How Linux and the free software movement undercut the high-tech titans. A riveting look at the rise and popular acceptance of Linux and how free software is changing the nature of business and wealth. Linux and the Free Software Movement began its siege on the seemingly unshakeable Microsoft in 1999. But the story began as far back as 1984 when Richard Stallman, a prolific code writer, founded the Free Software Movement in an effort to break the bureaucratic stranglehold he saw forming in the computer industry.

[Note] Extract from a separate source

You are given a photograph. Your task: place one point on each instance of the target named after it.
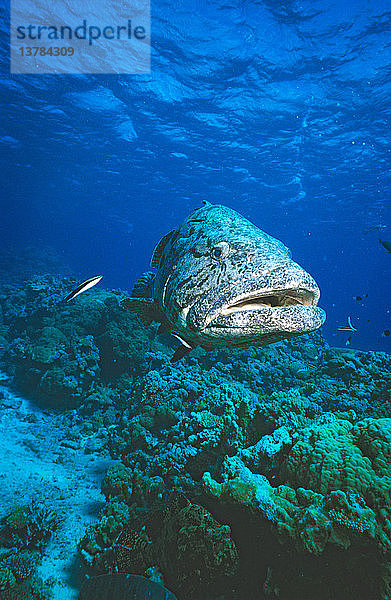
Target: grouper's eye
(220, 250)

Enter Linus Torvalds in the earl y'90s, a coding genius and a long-time Stallman disciple, who became the master of Linux code. The result: a marketplace where the best software solutions win and monolithic computer Goliaths are faced with the proverbial David. Free for All tells the fascinating story of how a simple idea provided a framework that organised thousands of open code users and revolutionised the nature of business. It also tells how a group of passionate people have dedicated their lives to creating software that's easier--and cheaper--than Microsoft's to use.
Excerpt:
The world where cash was king, greed was good, and money was power fell off its axis and stopped rotating, if only for a second, in January 1999. Microsoft, the great software giant and unstoppable engine of cash, was defending itself in a courtroom in Washington, D.C. The Department of Justice claimed that Microsoft was a monopoly and was using this power to cut off competitors. Microsoft denied it all and claimed that the world was hurling threat after competitive threat its way. They weren’t a monopoly, they were just a very competitive company that managed to withstand the slings and arrows of other equally ruthless competitors out to steal its market share.

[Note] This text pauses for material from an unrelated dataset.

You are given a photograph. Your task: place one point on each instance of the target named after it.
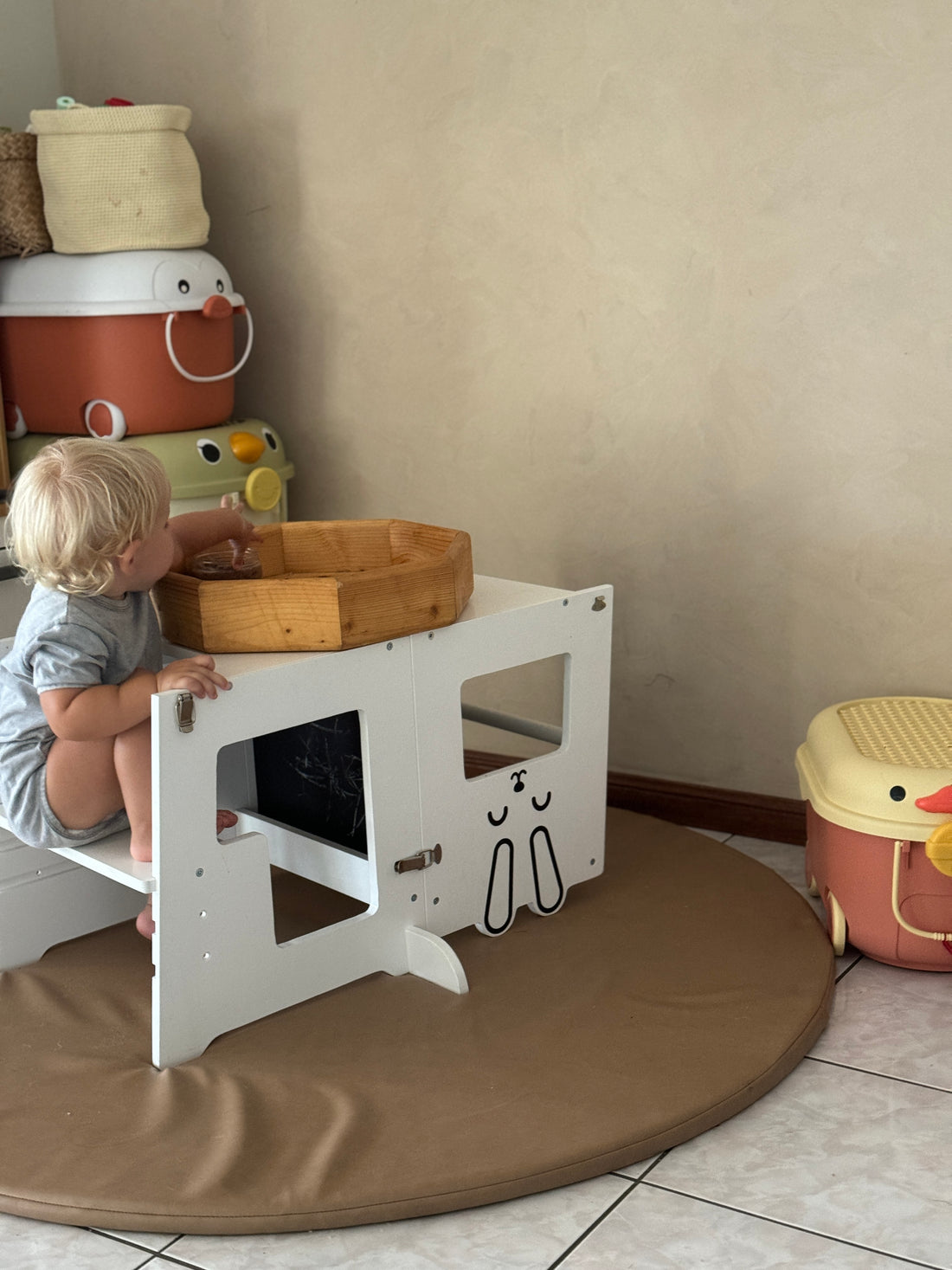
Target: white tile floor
(846, 1164)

The trial quickly turned into everyone’s worst nightmare as the lawyers, the economists, and the programmers filled the courtroom with a thick mixture of technobabble and legal speak. On the stands, the computer nerds spewed out three-letter acronyms (TLAs) as they talked about creating operating systems. Afterward, the legal nerds started slicing them up into one-letter acronyms and testing to see just which of the three letters was really the one that committed the crime. Then the economists came forward and offered their theories on just when a monopoly is a monopoly. Were three letters working in collusion enough? What about two? Everyone in the courtroom began to dread spending the day cooped up in a small room as Microsoft tried to deny what was obvious to practically everyone.
In the fall and early winter of 1998 and 1999, the Department of Justice had presented its witnesses, who explained how Microsoft had slanted contracts, tweaked software, and twisted arms to ensure that it and it alone got the lion’s share of the computer business. Many watching the trial soon developed the opinion that Microsoft had adopted a mixture of tactics from the schoolyard bully, the local mob boss, and the mother from hell. The Department of Justice trotted out a number of witnesses who produced ample evidence that suggested the computer customers of the world will buy Microsoft products unless Microsoft decides otherwise. Competitors must be punished.
By January, the journalists covering the trial were quietly complaining about this endless waste of time. The Department of Justice’s case was so compelling that they saw the whole trial as just a delay in what would eventually come to be a ruling that would somehow split or shackle Microsoft.
But Microsoft wasn’t going to be bullied or pushed into splitting up. The trial allowed them to present their side of the story, and they had one ready. Sure, everyone seemed to use Microsoft products, but that was because they were great. It wasn’t because there weren’t any competitors, but because the competitors just weren’t good enough.
In the middle of January, Richard Schmalensee, the dean of the Sloan School of Management at the Massachusetts Institute of Technology, took the stand to defend Microsoft. Schmalensee had worked for the Federal Trade Commission and the Department of Justice as an econo-mist who examined the marketplace and the effects of anti-competitive behavior. He studied how monopolies behave, and to him Microsoft had no monopoly power. Now, he was being paid handsomely by Microsoft as an expert witness to repeat this view in court.
Schmalensee’s argument was simple: competitors are popping up all over the place. Microsoft, he said in his direct testimony, “is in a constant struggle for competitive survival. That struggle—the race to win and the victor’s perpetual fear of being displaced—is the source of competitive vitality in the microcomputer software industry.”